Regular Blood Removal Eased CEP Symptoms, Case Report Shows
A woman with the rarest type of porphyria, called congenital erythropoietic porphyria or CEP, was successfully treated by regular blood removal — a procedure called phlebotomy — which lowered her blood iron levels, reduced urinary porphyrins, and eliminated sun-sensitive skin blisters, a case study showed.
Based on these successes, the researchers have suggested that phlebotomy may be a safe and effective option for treating patients in whom the disease has had a minor effect on blood-related parameters. Of note, the investigators also said this form of treatment was a convenient one.
The study, “Identification of novel UROS mutations in a patient with congenital erythropoietic porphyria and efficient treatment by phlebotomy,” was published in the journal Molecular Genetics and Metabolism Reports.
CEP is a rare inherited disorder caused by defects in the uroporphyrinogen-III-synthase (UROS) enzyme, which is required for the production of heme — a molecule essential for transporting oxygen in red blood cells.
The disease is characterized by the toxic buildup of heme precursors, called porphyrins. That buildup leads to severe skin sensitivity to sunlight and chronic hemolytic anemia, or the destruction of red blood cells.
The excessive activity of ALAS2, a gene that encodes another enzyme involved in heme production, can worsen CEP symptoms due to the excessive production and buildup of porphyrins. Since an iron-dependent mechanism regulates the production of ALAS2, it has been proposed that reducing iron levels may decrease porphyrin production and lessen CEP symptoms.
One strategy is to use iron chelators, which are medicines approved to remove excess iron from the bloodstream. However, the long-term use of these medications has been associated with adverse events, or side effects, involving several organs, such as the liver and kidneys, limiting their usability.
Phlebotomy is a procedure in which blood is removed from the body by the same methods normally used in standard blood tests. Previous case reports have shown regular phlebotomy therapy successfully reduced porphyrin levels and symptoms in CEP patients, suggesting it may be a useful strategy to manage the disease.

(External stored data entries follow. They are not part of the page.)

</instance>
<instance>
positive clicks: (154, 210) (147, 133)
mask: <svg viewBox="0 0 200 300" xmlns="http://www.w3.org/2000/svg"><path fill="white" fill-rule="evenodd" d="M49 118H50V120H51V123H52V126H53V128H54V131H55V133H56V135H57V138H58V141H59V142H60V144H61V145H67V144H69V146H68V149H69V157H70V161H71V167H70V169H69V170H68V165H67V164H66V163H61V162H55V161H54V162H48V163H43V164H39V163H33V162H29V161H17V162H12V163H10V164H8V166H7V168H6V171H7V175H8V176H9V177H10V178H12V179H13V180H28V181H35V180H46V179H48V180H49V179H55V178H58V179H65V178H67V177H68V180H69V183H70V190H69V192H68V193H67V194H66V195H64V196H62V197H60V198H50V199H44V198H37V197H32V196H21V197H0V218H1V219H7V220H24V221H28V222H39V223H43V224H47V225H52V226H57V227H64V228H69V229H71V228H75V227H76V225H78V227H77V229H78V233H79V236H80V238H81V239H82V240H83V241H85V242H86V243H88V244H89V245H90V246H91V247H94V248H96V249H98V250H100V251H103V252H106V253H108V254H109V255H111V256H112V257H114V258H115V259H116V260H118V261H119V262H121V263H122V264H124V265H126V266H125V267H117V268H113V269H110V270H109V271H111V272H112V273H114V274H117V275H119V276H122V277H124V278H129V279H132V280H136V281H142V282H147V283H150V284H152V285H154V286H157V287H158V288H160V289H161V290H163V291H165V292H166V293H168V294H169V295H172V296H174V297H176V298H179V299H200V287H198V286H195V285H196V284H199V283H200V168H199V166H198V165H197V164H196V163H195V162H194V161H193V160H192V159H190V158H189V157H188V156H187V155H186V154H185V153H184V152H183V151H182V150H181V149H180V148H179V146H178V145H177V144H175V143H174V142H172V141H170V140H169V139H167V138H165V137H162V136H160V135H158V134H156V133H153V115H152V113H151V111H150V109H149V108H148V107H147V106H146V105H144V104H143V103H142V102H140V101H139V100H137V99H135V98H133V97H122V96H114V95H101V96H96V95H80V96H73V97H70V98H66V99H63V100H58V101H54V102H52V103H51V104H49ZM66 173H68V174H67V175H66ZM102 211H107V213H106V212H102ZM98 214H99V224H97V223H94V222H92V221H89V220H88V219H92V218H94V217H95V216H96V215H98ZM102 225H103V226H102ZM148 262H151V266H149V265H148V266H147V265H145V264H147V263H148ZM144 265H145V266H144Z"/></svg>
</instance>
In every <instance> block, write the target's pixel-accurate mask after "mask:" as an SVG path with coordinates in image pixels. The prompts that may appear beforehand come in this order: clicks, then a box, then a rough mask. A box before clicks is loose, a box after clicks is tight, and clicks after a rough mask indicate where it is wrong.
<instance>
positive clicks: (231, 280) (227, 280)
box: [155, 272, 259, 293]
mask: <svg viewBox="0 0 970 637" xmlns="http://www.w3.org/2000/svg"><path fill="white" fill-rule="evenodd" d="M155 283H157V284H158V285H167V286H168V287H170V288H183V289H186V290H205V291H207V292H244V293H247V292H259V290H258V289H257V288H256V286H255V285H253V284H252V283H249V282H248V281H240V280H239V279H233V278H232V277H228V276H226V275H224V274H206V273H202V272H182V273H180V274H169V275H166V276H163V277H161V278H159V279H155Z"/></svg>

Now, researchers at the University of Bordeaux, in France, and their colleagues reported another such case involving a 26-year-old woman with CEP whose clinical status improved after having regular phlebotomy treatments.
The Caucasian woman was diagnosed with CEP at age 8 and had multiple skin blisters on sun-exposed areas of her hands, feet, and face. She also had excessive hair growth, a condition known as hypertrichosis, on the same sun-exposed regions.
Consistent with a CEP diagnosis, the patient had elevated urinary porphyrins and reduced UROS enzyme activity in her red blood cells.
Notably, the woman has two brothers, but neither has the disease.
Genetic analysis revealed she had two previously unreported variants (mutations), one inherited from each parent, in the UROS gene that contains instructions for making the UROS enzyme.
Tests showed these mutations lowered the activity of the UROS enzyme to 0.01% and 0.3% of its typical values, depending on the variant.
Further analysis revealed UROS stability was not impacted by one of these mutations, which belonged to a category of genetic alterations that often compromise enzyme stability. That finding ruled out the use of chaperone therapies, which work by stabilizing enzymes and other proteins, as a potential treatment.
She showed no signs of anemia, or red blood cell deficiency, or chronic hemolysis, which is red blood cell destruction; her initial urinary porphyrin levels were considered moderate.
A conservative treatment, basically consisting of sun avoidance, failed to alleviate the woman’s symptoms.
That led physicians to initiate a course of regular phlebotomy treatments.
Phlebotomy therapy began with the removal of 300 mL of blood three times at weekly intervals, followed by 350 to 400 mL every two months. Blood tests showed progressive iron depletion. At this point, the team adjusted bleeding rates to maintain ferritin — the blood protein that stores iron — at consistently low levels of less than 10 mcg/L.
By the end of the 26-month (just over two-year) treatment course, the patient’s urinary porphyrin levels had dropped by 93% relative to her initial levels before starting phlebotomy therapy.
Meanwhile, her hemoglobin levels remained stable over the 26 months of therapy with her red blood cells gradually getting smaller in size, reflecting iron depletion, the researchers said.
With treatment, her photosensitive skin blisters disappeared, her reddish urine color due to CEP declined, and her overall quality of life improved.
In this patient, “iron depletion therapy based on [regular] phlebotomies efficiently reduced porphyrin accumulation and significantly improved the clinical outcome,” the investigators wrote.
“We propose that phlebotomy is a convenient treatment that can be implemented in patients with minor hematological [blood] involvement and could become an efficient and well-tolerated therapeutic approach in CEP,” they concluded.